When I initially started this blog, it really was to discuss comic books.
I haven't done that in a while (in part because I only hit the store once a month or so, and thats just coming up next weekend).
I was thinking about tension.
And things that defeat tension.
Let me start out by saying i hate stories with time travel machines.
By their very nature, they defeat tension. They make every event near-irrelevant (since you can always go back and change how everything came out).
You can get around this, but it always feels like a poorly executed hack.

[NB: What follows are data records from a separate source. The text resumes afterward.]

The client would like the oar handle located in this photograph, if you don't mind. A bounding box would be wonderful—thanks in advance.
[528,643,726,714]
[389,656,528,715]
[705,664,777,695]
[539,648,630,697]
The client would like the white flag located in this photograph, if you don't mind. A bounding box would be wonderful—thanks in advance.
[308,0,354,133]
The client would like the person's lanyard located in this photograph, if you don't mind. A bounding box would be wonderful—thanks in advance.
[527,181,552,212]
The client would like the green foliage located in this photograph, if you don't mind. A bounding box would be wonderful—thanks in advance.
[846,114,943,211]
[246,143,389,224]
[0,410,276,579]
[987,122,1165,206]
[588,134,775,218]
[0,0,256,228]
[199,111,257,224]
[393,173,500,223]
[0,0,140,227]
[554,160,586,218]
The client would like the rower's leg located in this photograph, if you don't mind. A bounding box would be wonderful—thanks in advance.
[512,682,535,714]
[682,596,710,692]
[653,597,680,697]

This same sort of thing happens in comics.
What are the chances that the Flash is going to die in any particular issue? Sure, Barry died in the most massive comic book epic ever (Crisis On Infinite Earths) but what about Flash issue 184? Did anything change there? No. NNot in 211 either.
My point is that given the nature of the beast, change isn't something that happens much in comics, and death even less so.
Push comes to shove, you need to get that title out every month. You need to acknowledge that you aren't going to be the last person to work on that title, either, so you can't really screw anything up for long. And lets not forget all the history.
Just imagine if someone decided that Superman wasn't from Krypton and, instead, was a plant-being created by the super-science of Atlantis.

This isn't to say we don't get changes, that there aren't repurcussions, just that they are few and far between. Superman became electric. For a bit. Spiderman wore black. For a bit. The Hulk was intelligent. For a...well, you get my point.
Hal Jordan, Jean Grey, Oliver Queen...all died. All came back.
As I understand the Marvel Universe, there are only two characters who don't come back. Uncle Ben and Bucky. I'm pretty sure Bucky came back, but its hard to tell. We can also add in Gwen Stacy. In DC, its pretty much Thomas and Martha Wayne, and probably Jor-El and Lara. Why? Because you can't have Spiderman, Batman, or Superman without these deaths. I don't know why Bucky is on the list (Captain America has zero angst). He just is.

With all that said, does this mean the medium is for crappy writers?
No.
It means the medium needs BETTER writers.
Watch Apollo 13.
Great movie.
Lots of tension.
And yet you know...and I mean you know from HISTORY, not from 'oh, the hero always lives'...that it all ends up OK.
And yet...
Good writers create tension, drama, conflict, uncertainty where, by all reasonable views, there should be none.